Le sculpteur Paul de Pignol l’invoque et la provoque, sans relâche, par la sculpture et le dessin, lui voue un culte inébranlable. Elle est plus que sa muse, elle est son obsession. Il la nomme Vénus, mère et amante. Il tente de la faire apparaître, de lui offrir corps et âme, chair et parole, cellule par cellule, goutte de sang par goutte de sang, sous des doigts assurés d’une émouvante obstination, fous de délicatesse amoureuse, parfois tremblants de l’impatience et la puissance du désir. Seulement, entre les griffes des ténèbres, la femme absolue, la déesse-mère qui jamais ne se dévoile, demeure l'essentielle prisonnière, vouée à la reproduction perpétuelle. De haute lutte, l’artiste entend bien l’y soustraire ne serait-ce qu'un instant et s’il parvient à tirer de cette profonde nuit d’extraordinaires créatures, comme autant d’ombres tragiques de Gaïa, le mystère de sa Vénus ne s’en épaissit que davantage et l’obsession décuple.

De fait, ces formes totémiques de bronze, d’une beauté sans visage, terrible et parfois menaçante, extraites du néant, exhibant une multitude d’excroissances, de courbes et de rondeurs organiquement féminines, toutes figées sur leur base, enracinées dans le ventre de la terre mais résolument dressées vers le ciel, isolées ou en groupes, toutes imposent la présence surnaturelle, solennelle, inquiétante de la mère originelle.

Elles bruissent, elles chuchotent, certaines crient, d’autres rient ou pleurent, chacune appelle et s’exprime en ce langage pur et majestueux qui se passe des mots et que nous comprenons, que nous portons ancré dans les tréfonds de l’être.
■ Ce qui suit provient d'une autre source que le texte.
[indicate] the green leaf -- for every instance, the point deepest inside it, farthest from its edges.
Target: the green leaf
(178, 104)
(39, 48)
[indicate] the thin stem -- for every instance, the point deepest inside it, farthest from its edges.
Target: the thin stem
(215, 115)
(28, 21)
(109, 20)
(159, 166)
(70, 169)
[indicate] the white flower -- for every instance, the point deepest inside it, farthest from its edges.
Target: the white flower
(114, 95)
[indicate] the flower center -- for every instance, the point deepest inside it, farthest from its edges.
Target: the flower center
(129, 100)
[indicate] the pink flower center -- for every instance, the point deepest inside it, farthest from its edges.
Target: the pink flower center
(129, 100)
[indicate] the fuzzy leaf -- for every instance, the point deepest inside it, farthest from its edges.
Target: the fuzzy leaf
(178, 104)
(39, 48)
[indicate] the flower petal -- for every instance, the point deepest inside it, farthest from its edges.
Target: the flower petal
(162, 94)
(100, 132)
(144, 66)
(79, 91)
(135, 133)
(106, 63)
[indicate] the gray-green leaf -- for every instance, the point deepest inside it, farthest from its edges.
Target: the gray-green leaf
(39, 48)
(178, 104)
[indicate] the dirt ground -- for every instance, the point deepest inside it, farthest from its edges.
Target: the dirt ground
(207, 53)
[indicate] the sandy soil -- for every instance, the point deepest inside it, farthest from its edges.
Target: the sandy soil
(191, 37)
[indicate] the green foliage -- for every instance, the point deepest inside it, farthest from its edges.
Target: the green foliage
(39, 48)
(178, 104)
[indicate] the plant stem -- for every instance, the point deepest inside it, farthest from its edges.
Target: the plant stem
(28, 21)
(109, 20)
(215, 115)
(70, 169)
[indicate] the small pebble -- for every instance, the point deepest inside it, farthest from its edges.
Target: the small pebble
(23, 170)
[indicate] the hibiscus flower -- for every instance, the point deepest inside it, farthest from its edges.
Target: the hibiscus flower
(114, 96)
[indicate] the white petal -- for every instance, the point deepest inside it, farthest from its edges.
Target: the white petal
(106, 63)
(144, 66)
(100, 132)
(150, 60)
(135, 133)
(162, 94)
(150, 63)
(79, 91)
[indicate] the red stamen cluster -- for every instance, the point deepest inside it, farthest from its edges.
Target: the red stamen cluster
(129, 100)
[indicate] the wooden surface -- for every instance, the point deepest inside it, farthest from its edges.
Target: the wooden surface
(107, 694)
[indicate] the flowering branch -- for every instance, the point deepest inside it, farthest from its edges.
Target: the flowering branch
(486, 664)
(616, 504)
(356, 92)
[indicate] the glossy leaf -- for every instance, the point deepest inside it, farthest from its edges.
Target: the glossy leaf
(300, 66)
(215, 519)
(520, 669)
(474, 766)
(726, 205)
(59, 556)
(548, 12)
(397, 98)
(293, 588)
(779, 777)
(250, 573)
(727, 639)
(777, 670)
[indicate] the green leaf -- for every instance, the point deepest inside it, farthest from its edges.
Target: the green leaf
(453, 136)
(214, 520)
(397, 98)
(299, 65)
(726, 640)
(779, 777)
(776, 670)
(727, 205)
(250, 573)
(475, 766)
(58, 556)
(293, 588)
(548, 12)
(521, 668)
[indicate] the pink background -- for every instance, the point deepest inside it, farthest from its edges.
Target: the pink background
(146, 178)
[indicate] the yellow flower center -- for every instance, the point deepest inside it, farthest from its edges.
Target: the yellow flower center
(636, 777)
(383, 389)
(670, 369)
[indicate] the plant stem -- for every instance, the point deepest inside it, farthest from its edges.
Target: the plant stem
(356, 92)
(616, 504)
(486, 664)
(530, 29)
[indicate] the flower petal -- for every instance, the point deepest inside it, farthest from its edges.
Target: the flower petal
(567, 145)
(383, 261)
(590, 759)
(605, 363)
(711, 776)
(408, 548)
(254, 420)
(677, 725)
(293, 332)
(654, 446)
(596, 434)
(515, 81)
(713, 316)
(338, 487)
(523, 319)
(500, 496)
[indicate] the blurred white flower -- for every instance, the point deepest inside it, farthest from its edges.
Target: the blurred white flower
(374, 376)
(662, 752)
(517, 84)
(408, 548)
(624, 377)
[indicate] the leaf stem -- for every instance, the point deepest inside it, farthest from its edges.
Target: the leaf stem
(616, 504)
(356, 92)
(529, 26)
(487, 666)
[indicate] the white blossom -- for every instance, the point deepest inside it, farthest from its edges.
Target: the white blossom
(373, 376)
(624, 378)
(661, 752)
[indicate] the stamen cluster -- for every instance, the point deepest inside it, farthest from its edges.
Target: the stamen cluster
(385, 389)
Immanentes à Gaïa, elles sont ses messagères venues adresser à Paul de Pignol, qui convoque avec fascinante ferveur l’éternel féminin, son hymne  de Profundis*.

« Au monticule
Décharges
Tout s’écoule
Tout fuit
Le monticule s’écroule
Décharges au-dedans
Décharges au-dedans
Tout s’écoule
Tout m’échappe
Je m’écroule
Au-dedans mes larmes coulent
Je m’écroule au-dedans
Le flux d’en-dedans
Coule et germe
Je m’écoule et je donne
Au-dedans le germe
Pousse la larme au-dedans
Du germe
Je m’écoule
Le germe
La larme coule au-dedans
Et germe
La bave des germes
Lave les larmes des larves. »

Lacrima
Lacrima - 2002 - Paul de Pignol

Par la grâce des Vénus, l’artiste fond dans le bronze le chant sacré de Gaïa, hymne à la vie, louange du chaos de l’origine, célèbre la fécondation divine, grave, l’union sacrée du ciel et de la terre, essentiel équilibre de l’organisme unique, l’unicité de l’Etre universel.

« Au fil de l’œuvre, la béance utérine de sa matrice enfle, s’élargit, creusant un sillon profond de ses entrailles jusqu’au haut du corps, sillon bordé de lèvres tuméfiées, géantes dans lesquelles semble s’engouffrer le Vide (Chaos) », entend Fabrice Lebée dans un ouvrage qu’il a consacré à l’œuvre de Paul de Pignol qu’il collectionne avec passion et confronte à la Vénus de Sandro Botticelli.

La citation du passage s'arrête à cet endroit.